Steinman and his team analyzed patients who used a beta blocker in the immediate post-hospital period in relation to functional decline. This decline was defined as a certain drop in a validated scale of independence in activities of daily living between the pre-hospital baseline and first available assessment following hospitalization, up to three months after discharge. Also measured were death and re-hospitalization.
Overall, beta blockers reduced 90-day mortality by 26 percent in all types of nursing home residents. But their use increased the odds of functional decline by 14 percent.
These harms to daily functioning were concentrated in nursing home residents who had substantial levels of cognitive or functional impairment at baseline. Specifically, beta blockers increased the odds of functional decline by 32-34 percent in patients with moderate or severe dementia, and in those who were highly dependent on others to do basic daily activities such as dressing and bathing.
In contrast, beta blockers had no impact on daily functioning among people who had normal cognition or mild dementia, and in people who were not highly dependent on others to perform basic daily activities.

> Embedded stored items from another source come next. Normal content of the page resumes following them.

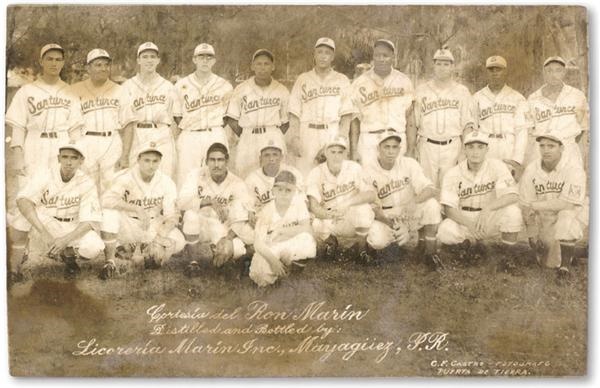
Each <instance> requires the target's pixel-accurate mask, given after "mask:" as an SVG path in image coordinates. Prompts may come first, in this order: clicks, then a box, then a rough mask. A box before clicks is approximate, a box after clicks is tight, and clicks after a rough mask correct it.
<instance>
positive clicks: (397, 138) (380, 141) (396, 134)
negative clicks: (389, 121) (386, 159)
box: [377, 128, 402, 144]
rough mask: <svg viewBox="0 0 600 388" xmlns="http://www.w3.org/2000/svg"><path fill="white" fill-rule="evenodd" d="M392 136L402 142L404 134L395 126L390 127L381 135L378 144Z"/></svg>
mask: <svg viewBox="0 0 600 388" xmlns="http://www.w3.org/2000/svg"><path fill="white" fill-rule="evenodd" d="M391 138H396V139H398V140H399V141H400V142H402V136H400V133H399V132H398V131H396V130H395V129H394V128H388V129H386V130H384V131H383V132H382V133H381V134H380V135H379V138H378V142H377V144H381V143H383V142H384V141H386V140H387V139H391Z"/></svg>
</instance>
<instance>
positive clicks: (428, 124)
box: [415, 80, 475, 141]
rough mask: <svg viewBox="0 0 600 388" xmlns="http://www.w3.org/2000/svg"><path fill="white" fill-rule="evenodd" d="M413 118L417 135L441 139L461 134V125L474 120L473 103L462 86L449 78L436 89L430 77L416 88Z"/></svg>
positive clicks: (470, 122)
mask: <svg viewBox="0 0 600 388" xmlns="http://www.w3.org/2000/svg"><path fill="white" fill-rule="evenodd" d="M415 93H416V104H415V121H416V123H417V128H418V133H419V135H420V136H423V137H427V138H429V139H433V140H438V141H444V140H448V139H449V138H452V137H456V136H461V135H462V133H463V130H464V129H465V126H466V125H467V124H469V123H471V124H474V123H475V119H474V114H473V112H474V104H473V98H472V97H471V93H470V92H469V89H467V87H466V86H464V85H461V84H459V83H458V82H455V81H452V83H451V84H450V85H449V86H448V87H447V88H445V89H443V90H442V89H438V88H437V87H436V86H435V83H434V81H433V80H431V81H428V82H425V83H424V84H422V85H419V86H418V87H417V89H416V92H415Z"/></svg>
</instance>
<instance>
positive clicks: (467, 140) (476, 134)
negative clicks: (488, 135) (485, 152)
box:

For nursing home residents with extensive functional dependency or moderate to severe dementia, the decision to use beta blockers should depend on patient preferences, either expressed directly or through surrogate decision-makers, Steinman said. For cognitively or functionally impaired nursing home residents who are more concerned about functional decline than death, avoiding treatment may be preferred.

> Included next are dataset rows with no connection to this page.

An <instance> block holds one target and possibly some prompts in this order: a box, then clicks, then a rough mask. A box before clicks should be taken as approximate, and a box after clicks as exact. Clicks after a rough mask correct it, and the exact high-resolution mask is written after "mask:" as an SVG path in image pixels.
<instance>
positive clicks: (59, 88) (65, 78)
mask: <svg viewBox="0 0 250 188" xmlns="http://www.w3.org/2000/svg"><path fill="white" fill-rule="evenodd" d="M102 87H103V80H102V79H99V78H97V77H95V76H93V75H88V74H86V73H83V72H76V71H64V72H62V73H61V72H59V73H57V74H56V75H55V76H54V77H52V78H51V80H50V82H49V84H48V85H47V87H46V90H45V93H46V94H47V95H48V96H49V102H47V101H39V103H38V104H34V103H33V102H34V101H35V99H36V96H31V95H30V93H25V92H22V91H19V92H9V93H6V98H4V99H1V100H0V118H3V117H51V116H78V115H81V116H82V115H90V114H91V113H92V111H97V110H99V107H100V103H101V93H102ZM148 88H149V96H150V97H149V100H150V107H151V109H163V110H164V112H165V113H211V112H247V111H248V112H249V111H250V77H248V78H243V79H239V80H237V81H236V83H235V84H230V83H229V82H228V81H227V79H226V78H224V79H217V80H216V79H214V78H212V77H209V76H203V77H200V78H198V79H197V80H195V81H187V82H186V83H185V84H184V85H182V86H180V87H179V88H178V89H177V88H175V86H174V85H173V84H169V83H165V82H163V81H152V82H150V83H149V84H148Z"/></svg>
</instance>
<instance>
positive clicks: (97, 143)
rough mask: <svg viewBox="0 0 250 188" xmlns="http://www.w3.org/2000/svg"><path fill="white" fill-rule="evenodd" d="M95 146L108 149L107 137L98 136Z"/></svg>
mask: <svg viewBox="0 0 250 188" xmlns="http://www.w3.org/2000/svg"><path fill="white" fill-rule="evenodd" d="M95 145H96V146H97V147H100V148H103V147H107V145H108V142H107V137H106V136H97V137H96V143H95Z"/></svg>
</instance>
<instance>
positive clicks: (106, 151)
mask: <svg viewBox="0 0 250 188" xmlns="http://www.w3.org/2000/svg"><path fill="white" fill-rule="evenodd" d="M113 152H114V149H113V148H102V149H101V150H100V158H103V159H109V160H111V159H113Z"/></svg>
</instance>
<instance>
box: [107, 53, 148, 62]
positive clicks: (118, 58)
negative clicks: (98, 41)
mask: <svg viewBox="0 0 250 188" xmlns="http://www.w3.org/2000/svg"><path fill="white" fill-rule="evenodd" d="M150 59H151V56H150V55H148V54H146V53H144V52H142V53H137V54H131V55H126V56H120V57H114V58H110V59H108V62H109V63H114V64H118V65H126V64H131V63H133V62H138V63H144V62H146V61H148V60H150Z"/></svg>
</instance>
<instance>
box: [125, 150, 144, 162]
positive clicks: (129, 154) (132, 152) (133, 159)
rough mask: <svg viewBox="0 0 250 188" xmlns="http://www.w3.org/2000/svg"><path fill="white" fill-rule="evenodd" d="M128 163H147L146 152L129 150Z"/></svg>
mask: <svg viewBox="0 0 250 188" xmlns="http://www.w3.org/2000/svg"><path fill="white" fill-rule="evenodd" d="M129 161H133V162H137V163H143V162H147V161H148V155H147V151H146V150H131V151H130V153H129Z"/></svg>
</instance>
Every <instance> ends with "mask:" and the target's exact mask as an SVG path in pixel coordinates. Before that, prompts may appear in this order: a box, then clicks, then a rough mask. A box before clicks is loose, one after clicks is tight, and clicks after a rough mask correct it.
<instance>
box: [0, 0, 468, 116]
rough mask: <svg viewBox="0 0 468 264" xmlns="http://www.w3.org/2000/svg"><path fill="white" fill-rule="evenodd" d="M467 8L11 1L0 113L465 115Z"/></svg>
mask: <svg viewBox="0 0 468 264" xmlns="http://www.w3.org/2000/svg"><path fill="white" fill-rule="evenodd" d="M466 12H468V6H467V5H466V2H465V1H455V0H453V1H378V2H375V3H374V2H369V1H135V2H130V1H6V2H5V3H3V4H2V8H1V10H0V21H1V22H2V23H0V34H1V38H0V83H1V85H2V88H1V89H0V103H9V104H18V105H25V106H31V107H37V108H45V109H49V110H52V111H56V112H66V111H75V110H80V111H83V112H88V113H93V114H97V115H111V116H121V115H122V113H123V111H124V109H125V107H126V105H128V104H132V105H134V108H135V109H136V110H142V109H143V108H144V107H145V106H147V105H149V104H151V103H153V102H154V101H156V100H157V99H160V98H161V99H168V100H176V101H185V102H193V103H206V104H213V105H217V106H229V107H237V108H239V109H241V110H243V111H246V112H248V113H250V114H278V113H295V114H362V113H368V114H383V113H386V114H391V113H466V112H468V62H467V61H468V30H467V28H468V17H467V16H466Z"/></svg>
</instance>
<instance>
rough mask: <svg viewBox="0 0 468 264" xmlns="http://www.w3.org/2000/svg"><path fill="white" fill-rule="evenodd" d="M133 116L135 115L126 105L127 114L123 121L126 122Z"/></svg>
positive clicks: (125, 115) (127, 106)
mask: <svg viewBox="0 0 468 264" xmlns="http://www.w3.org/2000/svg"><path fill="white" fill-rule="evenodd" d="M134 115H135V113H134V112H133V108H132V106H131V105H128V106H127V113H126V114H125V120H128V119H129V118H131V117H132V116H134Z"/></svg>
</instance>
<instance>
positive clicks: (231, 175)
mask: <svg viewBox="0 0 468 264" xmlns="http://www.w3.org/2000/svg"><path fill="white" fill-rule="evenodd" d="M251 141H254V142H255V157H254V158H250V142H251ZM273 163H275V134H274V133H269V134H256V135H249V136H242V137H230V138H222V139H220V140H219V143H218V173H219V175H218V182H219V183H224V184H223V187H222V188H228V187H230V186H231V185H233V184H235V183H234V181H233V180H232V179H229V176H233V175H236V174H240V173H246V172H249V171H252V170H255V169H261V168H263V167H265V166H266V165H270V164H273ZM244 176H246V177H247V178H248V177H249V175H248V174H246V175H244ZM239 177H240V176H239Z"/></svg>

“Randomized controlled trials are often ideal for studying the effects of treatments like beta blockers,” said author Andrew Zullo, PharmD, ScM, investigator in health services, policy and practice at Brown University School of Public Health. “But, conducting a trial would be difficult for nursing home residents with a myocardial infarction. In the absence of a trial, our rigorous observational study is critical for providing necessary evidence about the trade-off between longevity and functioning when starting a beta blocker medication.”
Other contributors to the JAMA Internal Medicine study were senior author Vincent Mor, PhD, Yoojin Lee, MS, MPH, Lori Daiello, PharmD, ScM, and David Dore, PharmD, PhD, of Brown University School of Public Health; and W. John Boscardin, PhD, Siqi Gan, MPH, Kathy Fung, MS, Sei Lee, MD, MAS, and Kiya Komaiko, of UCSF and San Francisco VA Health Care System. Mor is also with the Providence VA Medical Center and Dore with Optum Epidemiology.
Funding was provided by the National Institute of Health (R01HL111032 and K24AG049057) and an Agency for Healthcare Research and Quality award (5K12HS022998).